The HBCC isn't just managing and accessing pools of HBM memory but also links to NVRAM (Non-volatile random-access memory). NVRAM is random-access memory that retains its information when the power is turned off (i.e. non-volatile), as well as your System DRAM aka your system memory aka Dynamic random-access memory (DRAM). This literally means that the graphics card can utilize your system memory as a cache for, say, HQ textures or something. AMD will implement a selectable HBCC into the drivers.
So, if you have 32 GB of system memory, with a slider in the driver control panel you can set an extra HBCC cache buffer with a page-file size to whatever you'd like it to be, say, 8 GB or even 16 GB. Using the HBCC can speed up games and, while we still have to validate it, performance increases could rise up-to 5% or more. So again, HBCC is going to get an option in the driver, you can add a part of your system memory to the graphics configuration with the help of a slider in the Catalyst driver. That cache size number is variable, so you can designate more or less memory into the configuration.

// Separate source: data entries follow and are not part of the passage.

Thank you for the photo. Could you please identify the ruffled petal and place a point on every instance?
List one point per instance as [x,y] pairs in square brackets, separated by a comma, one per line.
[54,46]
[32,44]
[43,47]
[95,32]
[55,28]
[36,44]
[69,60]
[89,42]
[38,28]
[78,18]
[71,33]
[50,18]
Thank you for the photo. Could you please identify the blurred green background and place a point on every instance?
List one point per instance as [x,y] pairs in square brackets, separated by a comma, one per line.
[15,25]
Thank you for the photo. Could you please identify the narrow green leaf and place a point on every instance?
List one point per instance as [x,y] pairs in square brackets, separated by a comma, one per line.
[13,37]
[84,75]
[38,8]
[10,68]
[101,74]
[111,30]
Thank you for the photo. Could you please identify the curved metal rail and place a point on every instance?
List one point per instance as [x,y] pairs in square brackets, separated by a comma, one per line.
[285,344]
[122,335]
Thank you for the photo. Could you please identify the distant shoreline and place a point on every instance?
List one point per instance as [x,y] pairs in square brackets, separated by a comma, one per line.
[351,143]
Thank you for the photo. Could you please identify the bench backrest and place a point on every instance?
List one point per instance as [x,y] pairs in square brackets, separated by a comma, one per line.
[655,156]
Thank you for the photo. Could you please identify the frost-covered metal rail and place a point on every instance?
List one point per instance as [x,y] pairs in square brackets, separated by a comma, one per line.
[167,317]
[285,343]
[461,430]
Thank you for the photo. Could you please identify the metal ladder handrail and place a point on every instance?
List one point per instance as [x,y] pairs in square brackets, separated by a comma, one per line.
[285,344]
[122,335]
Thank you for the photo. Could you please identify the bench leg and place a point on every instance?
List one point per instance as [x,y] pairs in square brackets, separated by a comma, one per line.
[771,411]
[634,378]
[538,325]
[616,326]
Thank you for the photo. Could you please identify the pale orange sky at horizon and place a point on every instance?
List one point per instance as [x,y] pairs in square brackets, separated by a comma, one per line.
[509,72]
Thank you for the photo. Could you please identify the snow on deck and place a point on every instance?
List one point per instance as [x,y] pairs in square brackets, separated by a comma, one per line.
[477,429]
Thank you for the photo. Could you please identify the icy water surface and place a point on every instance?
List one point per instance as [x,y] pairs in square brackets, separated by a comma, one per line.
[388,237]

Programmable geometry pipeline
We did already mention that VEGA is a new architecture, we just talked briefly about the HBM2 graphics memory and controller, we now move onto the graphics pipeline. GPUs accelerate 2D and 3D operations. 2D operations usually mean what users are seeing in their windowed operating system environment, while 3D rendering equals games or, say, CAD applications that draw images using polygons and textures. It is a combination of triangles, compute (and slowly but steadily even ray-tracing) to calculate a final synthetic image. The basic functionality of your graphics card graphics pipeline is to transform your 3D scene, given a certain camera position and camera orientation, into a 2D image. In that process you want to be flexible and thus it gets better once stages get programmable as opposed to being a fixed solution. Your GPU rendering pipeline is mapped onto current graphics acceleration hardware such that the input to the GPU is in the form of vertices. These vertices undergo transformation and (per-vertex) lighting. Still with me?

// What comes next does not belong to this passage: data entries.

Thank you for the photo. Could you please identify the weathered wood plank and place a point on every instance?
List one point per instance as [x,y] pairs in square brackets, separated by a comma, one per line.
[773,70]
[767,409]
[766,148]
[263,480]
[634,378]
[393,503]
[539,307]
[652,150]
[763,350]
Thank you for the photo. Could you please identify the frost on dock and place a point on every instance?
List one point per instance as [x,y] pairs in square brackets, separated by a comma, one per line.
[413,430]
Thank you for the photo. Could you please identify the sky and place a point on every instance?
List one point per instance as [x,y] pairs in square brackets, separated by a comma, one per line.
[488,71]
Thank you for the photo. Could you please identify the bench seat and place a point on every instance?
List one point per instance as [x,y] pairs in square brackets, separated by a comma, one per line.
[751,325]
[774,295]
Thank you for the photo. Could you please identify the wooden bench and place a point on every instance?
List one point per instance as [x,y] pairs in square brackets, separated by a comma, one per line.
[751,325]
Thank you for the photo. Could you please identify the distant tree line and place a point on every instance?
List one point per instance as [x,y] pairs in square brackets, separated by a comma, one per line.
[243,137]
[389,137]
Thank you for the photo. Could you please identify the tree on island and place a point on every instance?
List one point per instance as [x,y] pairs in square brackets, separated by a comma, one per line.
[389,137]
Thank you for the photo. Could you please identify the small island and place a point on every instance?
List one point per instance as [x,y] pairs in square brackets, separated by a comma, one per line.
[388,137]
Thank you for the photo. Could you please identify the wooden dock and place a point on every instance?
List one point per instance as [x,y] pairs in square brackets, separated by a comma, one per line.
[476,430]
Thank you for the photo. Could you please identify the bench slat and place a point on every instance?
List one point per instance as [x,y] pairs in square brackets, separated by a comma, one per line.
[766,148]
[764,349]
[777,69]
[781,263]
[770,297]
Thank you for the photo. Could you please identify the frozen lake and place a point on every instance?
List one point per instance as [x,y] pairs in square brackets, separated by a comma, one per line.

At this point in GPU pipelines, a custom vertex shader program can be used to manipulate the 3D vertices prior to rasterization. Traditionally, once transformed and lit, the vertices undergo clipping and rasterization resulting in fragments. A custom (second) shader program can then be run on each fragment before the final pixel values are output to the frame buffer for display. The graphics pipeline is properly suited to the rendering process because it allows the GPU to function as a stream processor since all vertices and fragments can be thought of as independent units. This allows all stages of the pipeline to be used simultaneously for different vertices or fragments as they work their way through the pipe. In addition to pipelining vertices and fragments, their independence allows graphics processors to use parallel processing units to process multiple vertices or fragments in a single stage of the pipeline at the same time.

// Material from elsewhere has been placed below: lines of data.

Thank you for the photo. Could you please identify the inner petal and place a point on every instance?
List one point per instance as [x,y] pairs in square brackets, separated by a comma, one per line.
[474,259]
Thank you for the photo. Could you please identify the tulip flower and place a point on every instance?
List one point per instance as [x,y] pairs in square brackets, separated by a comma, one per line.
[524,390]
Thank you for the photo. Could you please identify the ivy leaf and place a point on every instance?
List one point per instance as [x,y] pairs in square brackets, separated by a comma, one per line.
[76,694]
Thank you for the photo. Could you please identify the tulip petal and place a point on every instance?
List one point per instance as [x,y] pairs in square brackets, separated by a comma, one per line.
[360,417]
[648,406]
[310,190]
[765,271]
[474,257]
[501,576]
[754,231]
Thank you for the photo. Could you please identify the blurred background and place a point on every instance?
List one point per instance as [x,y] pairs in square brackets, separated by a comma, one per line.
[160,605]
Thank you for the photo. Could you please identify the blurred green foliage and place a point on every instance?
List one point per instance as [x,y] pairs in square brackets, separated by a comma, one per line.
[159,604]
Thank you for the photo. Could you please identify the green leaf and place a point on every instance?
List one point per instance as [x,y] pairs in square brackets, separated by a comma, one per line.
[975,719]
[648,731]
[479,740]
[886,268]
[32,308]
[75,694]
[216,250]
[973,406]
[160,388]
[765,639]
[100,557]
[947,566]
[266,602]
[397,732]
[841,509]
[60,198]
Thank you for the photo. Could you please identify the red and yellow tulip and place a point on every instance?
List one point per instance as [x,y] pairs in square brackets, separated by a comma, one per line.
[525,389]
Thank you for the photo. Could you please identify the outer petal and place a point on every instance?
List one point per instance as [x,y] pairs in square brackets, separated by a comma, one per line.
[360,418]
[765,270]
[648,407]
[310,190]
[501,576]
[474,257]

A shader really is simple code, little programs that describe the behavior of either a vertex or a pixel, taking inputs and transforming them into outputs. In general there always have been three primary stages: Vertex, geometry and pixel shader stages (there's also fragment, hull, domain and other shaders but forget these for now). It starts with vertex shaders, these describe things like position, texture coordinates, colors, etc. of a vertex, while pixel shaders describes color, z-depth and alpha value of a pixel. Shaders thus provide a programmable alternative towards a hard-coded (fixed) approach. With that explained we can now better understand a geometry shader. The geometry shader has the ability to create new geometry on the fly using the output of the vertex shader as input in roughly the last stages of the 3D pipeline, it can alter geometry. The geometry shader can work on a complete primitive (triangle, line, quads or point), or even one geometry shader could handle multiple geometric primitives. So, it can change existing primitives in the sense that it, for example, could insert new primitives but then again it could also remove existing primitives, thus change the geometry of that triangle (or line). The primitive stage will break geometry down into the most elementary primitives such as points, lines and triangles. You will have noticed that a primitive shader is now also listed and thus processed. So with VEGA, AMD added a fully programmable geometry pipeline, which is new and has been added into the architecture. The benefit of a geometry shader can be found in the ability to generate a varying amount of primitives. AMD claims that the new programmable geometry pipeline offers over 2x throughput per clock over previous solutions. And in the magical world of the GPU, anything x2 is a lot.
The Compute Unit (CU) then, terminology is often revamped: AMD calls the CU an NCU now, aka Next Generation Compute Unit. Obviously, simply described, a compute unit is a stream multiprocessor cluster or back in the days we all called it an SIMD engine, in an AMD GPU. Each compute unit has several processing elements (ALU/stream processor).